Подагра. Именно так. Летом ты отправлялся в Брийон в шесть вечера. Хозяйка дома, эта прелестная дама со своими очаровательными детьми и друзьями, с радостью прогулялась бы с тобой по аллеям парка, ублажая тебя вдобавок приятной беседой. А что же ты? Каков был твой выбор? А вот какой: сидеть на террасе, наслаждаться красотами парка, даже не помышляя о том, чтобы спуститься вниз и пройтись по нему. Вместо прогулки ты просишь подать себе чаю и шахматную доску, и, о ужас, просиживаешь за ней вплоть до девяти вечера, и это при том, что после обеда ты уже играл в шахматы два часа кряду. А затем, хотя и мог бы отправиться домой пешком, что наверняка бы тебя несколько взбодрило, ты поднимаешься от шахматной доски и тут же садишься в экипаж. И еще надеешься, что сия беспечность не скажется на твоем здоровье! Нет, без моего вмешательства тут не обойтись.

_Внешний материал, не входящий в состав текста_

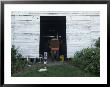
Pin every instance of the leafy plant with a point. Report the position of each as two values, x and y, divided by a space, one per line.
88 59
17 61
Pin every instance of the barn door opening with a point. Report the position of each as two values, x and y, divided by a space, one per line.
53 36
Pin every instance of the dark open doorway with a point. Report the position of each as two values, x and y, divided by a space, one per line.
53 27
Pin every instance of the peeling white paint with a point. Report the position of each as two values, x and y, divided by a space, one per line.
82 29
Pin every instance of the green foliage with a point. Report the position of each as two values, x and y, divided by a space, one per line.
17 61
88 59
97 43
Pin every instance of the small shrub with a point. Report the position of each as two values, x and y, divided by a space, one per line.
17 61
97 43
88 59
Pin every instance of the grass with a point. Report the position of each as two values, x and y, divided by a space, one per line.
63 70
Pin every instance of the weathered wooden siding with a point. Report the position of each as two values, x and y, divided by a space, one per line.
82 29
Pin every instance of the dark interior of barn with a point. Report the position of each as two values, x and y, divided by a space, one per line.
53 28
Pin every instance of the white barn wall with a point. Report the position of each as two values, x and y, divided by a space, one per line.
82 29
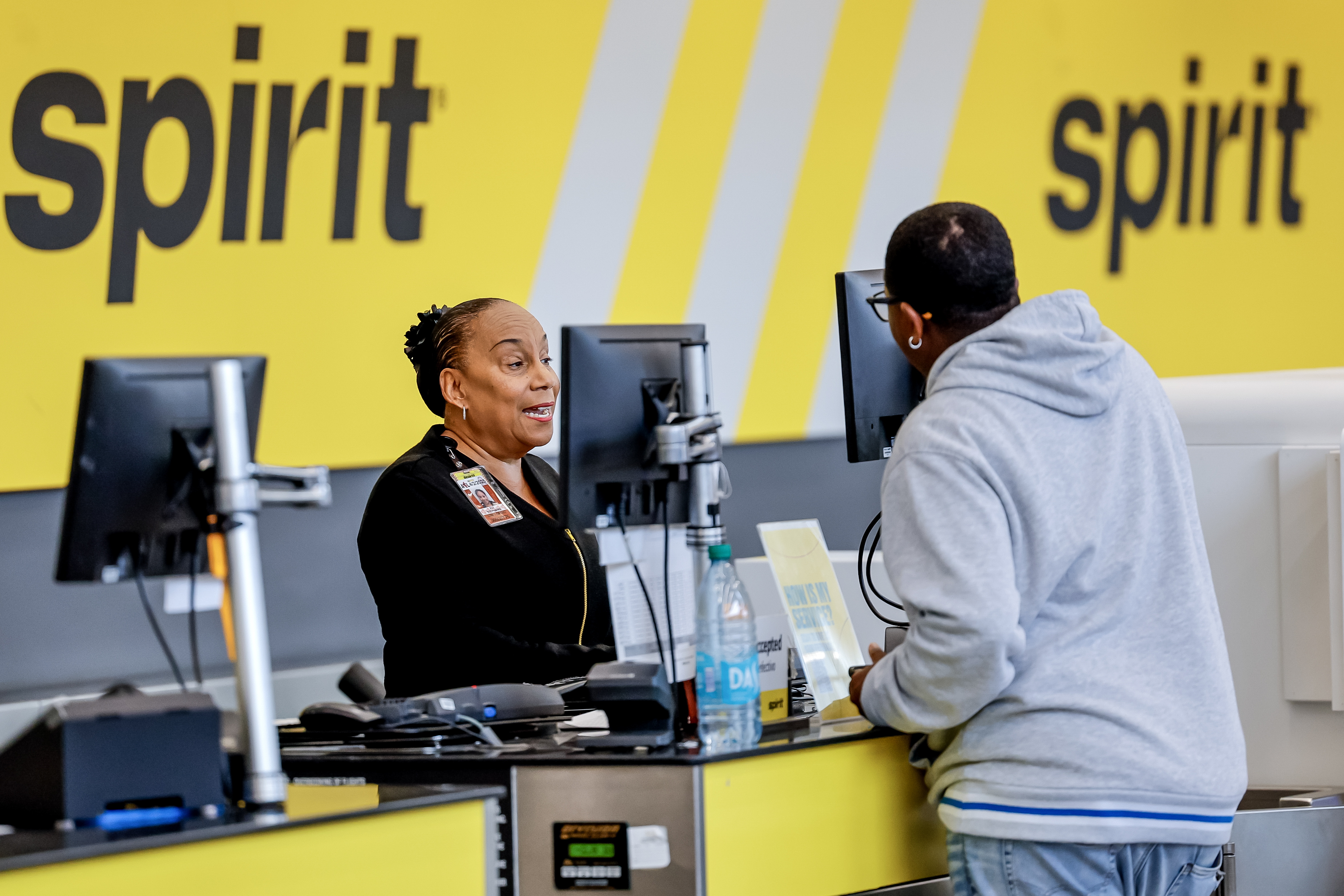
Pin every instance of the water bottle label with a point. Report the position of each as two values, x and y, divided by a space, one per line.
706 679
741 682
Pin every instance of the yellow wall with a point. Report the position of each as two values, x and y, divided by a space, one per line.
1194 299
795 183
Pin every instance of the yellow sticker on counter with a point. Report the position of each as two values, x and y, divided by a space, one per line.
823 632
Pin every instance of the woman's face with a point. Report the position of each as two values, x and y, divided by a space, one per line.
507 385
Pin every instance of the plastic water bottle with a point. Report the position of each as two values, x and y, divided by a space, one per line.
728 679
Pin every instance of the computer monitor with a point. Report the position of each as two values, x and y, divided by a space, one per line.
135 502
618 383
881 387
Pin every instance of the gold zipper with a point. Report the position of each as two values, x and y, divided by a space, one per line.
582 566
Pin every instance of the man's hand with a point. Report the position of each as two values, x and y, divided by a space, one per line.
857 682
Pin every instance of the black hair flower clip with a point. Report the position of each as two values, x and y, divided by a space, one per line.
421 336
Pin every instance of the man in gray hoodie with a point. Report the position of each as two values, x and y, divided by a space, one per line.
1065 656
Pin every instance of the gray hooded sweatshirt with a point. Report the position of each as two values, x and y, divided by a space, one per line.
1065 652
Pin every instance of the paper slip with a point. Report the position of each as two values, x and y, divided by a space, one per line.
635 637
823 632
773 655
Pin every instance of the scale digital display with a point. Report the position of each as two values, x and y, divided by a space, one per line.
592 855
592 851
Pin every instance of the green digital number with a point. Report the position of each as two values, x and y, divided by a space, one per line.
592 851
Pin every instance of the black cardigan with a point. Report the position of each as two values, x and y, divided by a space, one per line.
464 604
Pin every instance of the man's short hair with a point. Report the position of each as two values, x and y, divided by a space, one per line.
953 261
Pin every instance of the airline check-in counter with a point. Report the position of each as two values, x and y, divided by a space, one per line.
816 811
328 843
1265 457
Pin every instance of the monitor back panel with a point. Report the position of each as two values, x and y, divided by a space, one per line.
607 420
121 494
881 387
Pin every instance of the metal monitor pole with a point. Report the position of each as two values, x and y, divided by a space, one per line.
238 499
693 438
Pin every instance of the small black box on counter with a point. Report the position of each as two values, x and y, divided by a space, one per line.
88 757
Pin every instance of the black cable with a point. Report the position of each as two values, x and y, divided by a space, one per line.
867 574
154 624
191 618
648 601
667 586
867 571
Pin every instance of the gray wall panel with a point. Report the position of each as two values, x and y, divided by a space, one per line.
70 638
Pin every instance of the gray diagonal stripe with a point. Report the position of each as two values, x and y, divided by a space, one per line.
756 191
909 158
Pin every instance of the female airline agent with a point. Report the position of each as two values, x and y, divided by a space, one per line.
476 580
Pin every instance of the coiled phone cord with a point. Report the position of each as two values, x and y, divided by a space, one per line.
866 574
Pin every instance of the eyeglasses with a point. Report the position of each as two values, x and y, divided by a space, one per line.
880 303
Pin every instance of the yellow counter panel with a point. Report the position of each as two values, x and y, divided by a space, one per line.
347 856
815 823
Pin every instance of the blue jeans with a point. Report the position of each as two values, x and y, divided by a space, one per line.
987 867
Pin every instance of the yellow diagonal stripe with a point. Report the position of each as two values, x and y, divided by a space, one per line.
685 171
826 209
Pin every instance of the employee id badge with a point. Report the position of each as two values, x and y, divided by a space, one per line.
487 496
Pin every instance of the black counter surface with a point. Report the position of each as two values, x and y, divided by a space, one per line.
388 762
30 848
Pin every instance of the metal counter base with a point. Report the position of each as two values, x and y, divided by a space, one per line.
835 813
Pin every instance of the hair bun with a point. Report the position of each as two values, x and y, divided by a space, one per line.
420 338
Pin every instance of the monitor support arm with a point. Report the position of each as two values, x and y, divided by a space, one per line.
238 498
693 438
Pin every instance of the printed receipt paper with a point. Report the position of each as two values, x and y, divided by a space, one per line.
631 612
818 617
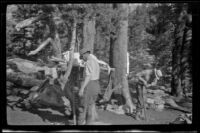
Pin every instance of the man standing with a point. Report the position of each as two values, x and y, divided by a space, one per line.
90 88
144 79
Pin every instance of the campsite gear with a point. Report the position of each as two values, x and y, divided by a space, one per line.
84 50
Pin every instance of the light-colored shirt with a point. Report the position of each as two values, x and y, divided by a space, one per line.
92 67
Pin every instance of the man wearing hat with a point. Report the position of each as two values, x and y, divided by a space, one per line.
90 87
144 79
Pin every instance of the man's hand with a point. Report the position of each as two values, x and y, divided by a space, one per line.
32 53
81 92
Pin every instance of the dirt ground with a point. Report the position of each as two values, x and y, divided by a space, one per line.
18 116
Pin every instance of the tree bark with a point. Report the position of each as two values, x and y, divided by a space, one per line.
69 68
120 55
181 70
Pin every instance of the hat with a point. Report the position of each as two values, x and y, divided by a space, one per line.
158 73
84 50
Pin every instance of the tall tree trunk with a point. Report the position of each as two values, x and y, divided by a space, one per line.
120 55
89 32
181 56
186 58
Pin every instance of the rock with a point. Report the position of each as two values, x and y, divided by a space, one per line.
13 98
34 88
159 107
150 100
8 92
24 91
9 84
171 102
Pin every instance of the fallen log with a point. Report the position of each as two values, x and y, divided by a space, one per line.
22 79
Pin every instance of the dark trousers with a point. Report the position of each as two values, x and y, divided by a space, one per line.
140 90
87 111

Франклин. Теперь я, кажется, понимаю справедливость сказанных Бедняком Ричардом слов{4}: «Наши долги и наши прегрешения всегда больше, чем мы предполагали».

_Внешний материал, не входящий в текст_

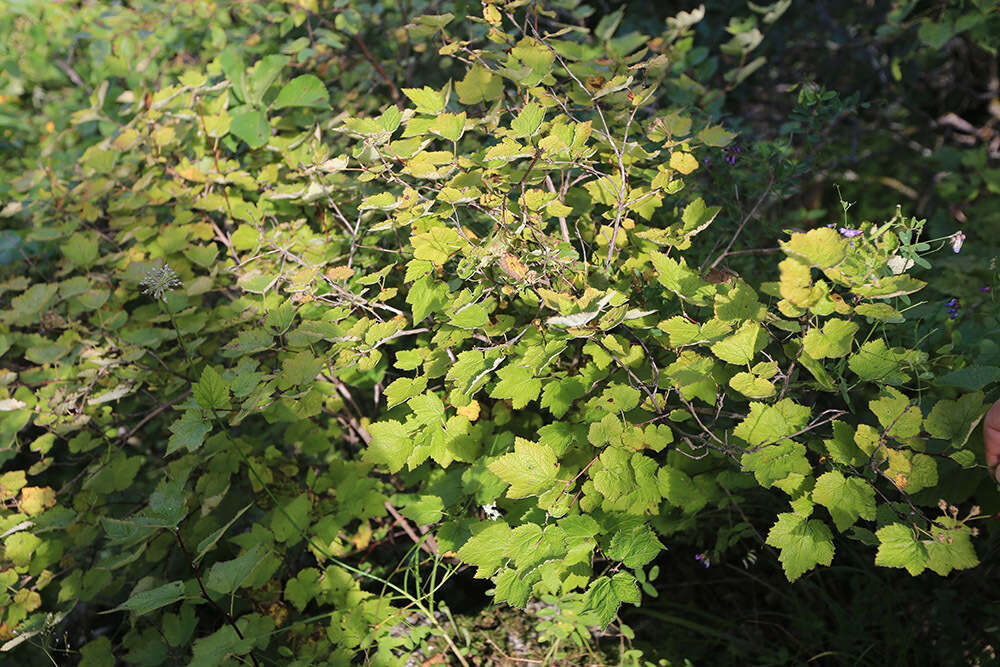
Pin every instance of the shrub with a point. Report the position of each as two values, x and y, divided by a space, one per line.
253 324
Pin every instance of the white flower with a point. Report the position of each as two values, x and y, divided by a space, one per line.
957 239
160 280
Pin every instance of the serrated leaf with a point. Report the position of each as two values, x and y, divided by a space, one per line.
834 340
528 121
899 548
227 576
899 416
530 469
403 389
303 91
486 549
518 384
804 544
752 386
558 395
605 595
772 423
627 481
955 420
449 126
683 162
822 247
716 136
211 391
391 445
635 547
742 346
209 542
251 126
151 600
949 550
299 369
479 85
427 99
188 431
847 499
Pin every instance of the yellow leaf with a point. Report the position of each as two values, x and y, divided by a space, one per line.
683 162
470 411
340 273
36 499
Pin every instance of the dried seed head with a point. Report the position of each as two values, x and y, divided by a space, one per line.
158 281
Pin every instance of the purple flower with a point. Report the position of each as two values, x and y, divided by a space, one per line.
957 239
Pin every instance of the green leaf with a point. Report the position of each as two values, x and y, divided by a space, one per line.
742 346
212 651
681 280
605 595
949 550
299 369
772 423
527 122
752 386
232 66
151 600
875 362
486 549
738 303
680 490
264 74
211 391
899 548
627 481
518 384
427 99
716 136
530 469
843 448
847 499
899 416
697 216
558 395
955 420
425 297
449 126
251 126
303 91
833 341
776 462
428 408
188 431
226 577
822 247
804 544
479 85
635 547
403 389
390 446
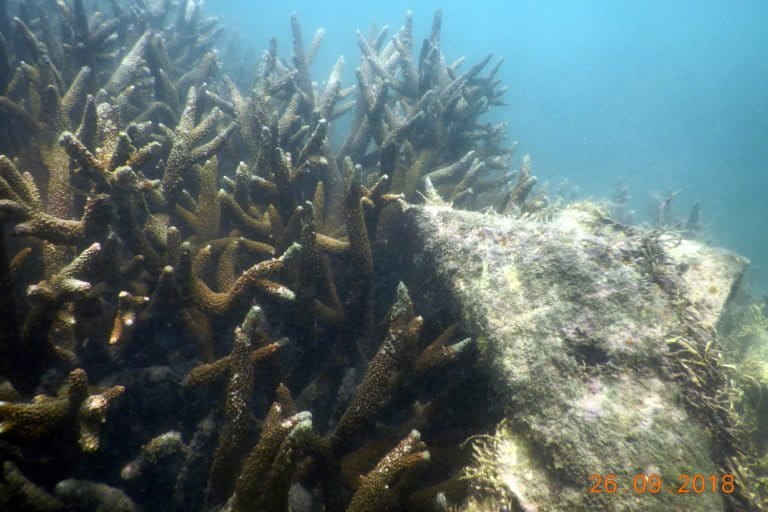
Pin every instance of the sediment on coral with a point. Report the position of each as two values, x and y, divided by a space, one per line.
198 245
205 304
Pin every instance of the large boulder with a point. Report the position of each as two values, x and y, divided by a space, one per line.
599 340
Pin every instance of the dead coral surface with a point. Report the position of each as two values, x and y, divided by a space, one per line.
197 244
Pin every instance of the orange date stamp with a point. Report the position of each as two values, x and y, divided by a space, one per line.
653 483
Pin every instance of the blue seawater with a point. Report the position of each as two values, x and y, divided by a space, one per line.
667 95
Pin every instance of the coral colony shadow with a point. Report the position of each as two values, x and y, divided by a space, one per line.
202 296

Подагра. Совершенно верно. Ваши философы мудры в своих изречениях и глупы в поведении.
Франклин. Вы, стало быть, обвиняете меня в том, что от мадам Брийон я возвращаюсь в экипаже?
Подагра. Разумеется, ведь, просидев сиднем целый день, ссылаться на усталость ты не вправе, а следовательно, мог бы легко обойтись и без экипажа.
Франклин. И что же, по-вашему, я должен сделать со своим экипажем?
Подагра. Сожги его, если хочешь, – тогда, по крайней мере, он даст тебе то тепло, какое не давал раньше. Или, если это предложение тебе не по душе, вот еще одно. Ты, должно быть, заметил, что среди бедных крестьян, что работают на виноградниках и в полях в окрестностях Пасси, в Отейе, в Шайо, есть несколько стариков и старух, согбенных и, быть может, даже покалеченных от бремени лет и непосильного труда. После тяжелого дня этим бедным людям приходится брести милю-другую, никак не меньше, до своих полуразвалившихся лачуг. Так вот, отдай распоряжение кучеру, чтобы тот их подвозил. Такое решение будет полезно для твоей души, если же ты вернешься от Брийонов пешком, то и для тела.
Франклин. Боже, как же вы несносны!
Подагра. Что ж, в таком случае за дело! Не забывай, я твой врач. Вот тебе!
Франклин. О-о-о! Вы не врач, вы сущий дьявол.
Подагра. Как же ты, однако, неблагодарен! Разве не я, будучи твоим врачом, спасла тебя от паралича, падучей и апоплексии?! Если б не я, один из этих недугов давно бы свел тебя в могилу.
Франклин. Признаю и благодарю вас за прошлое, но умоляю прекратить ваши визиты в будущем, ибо по мне уж лучше помереть, чем исцеляться столь мучительным образом. Позвольте и мне намекнуть, что и я питал к вам дружеские чувства. Я ведь никогда не напускал на вас врачей, не было ни одного знахаря, ни одного шарлатана, коего бы я нанял, дабы он избавил меня от вас. И уж коли после этого вы не оставляете меня в покое, значит, и вы тоже неблагодарны.
Подагра. Твои резоны я принимать отказываюсь. Что же до шарлатанов, то их я ненавижу всей душой: вот они-то тебя и в самом деле могли погубить – мне же не принесли бы никакого вреда. Что же до истинных врачей, то они убеждены: у таких, как ты, подагра – никакая не болезнь, а, напротив того, – лекарство. А к чему избавляться от того, что исцеляет? Но – к делу. Вот!
Франклин. Ох! Ох! Ради всего святого оставьте меня, и я Богом клянусь, что никогда больше не стану играть в шахматы, есть буду умеренно и каждый день совершать длинные прогулки.
Подагра. Я тебя неплохо изучила. Обещать ты умеешь, но пройдет несколько месяцев, ты вернешься к своим прежним привычкам, и все твои благие намерения забудутся, как прошлогодний снег. Что ж, на сегодня будет с тебя. Я ухожу, но знай: я приду вновь, в нужное время и в нужное место, ибо я желаю тебе добра. Теперь, надеюсь, ты понял, кто твой истинный друг.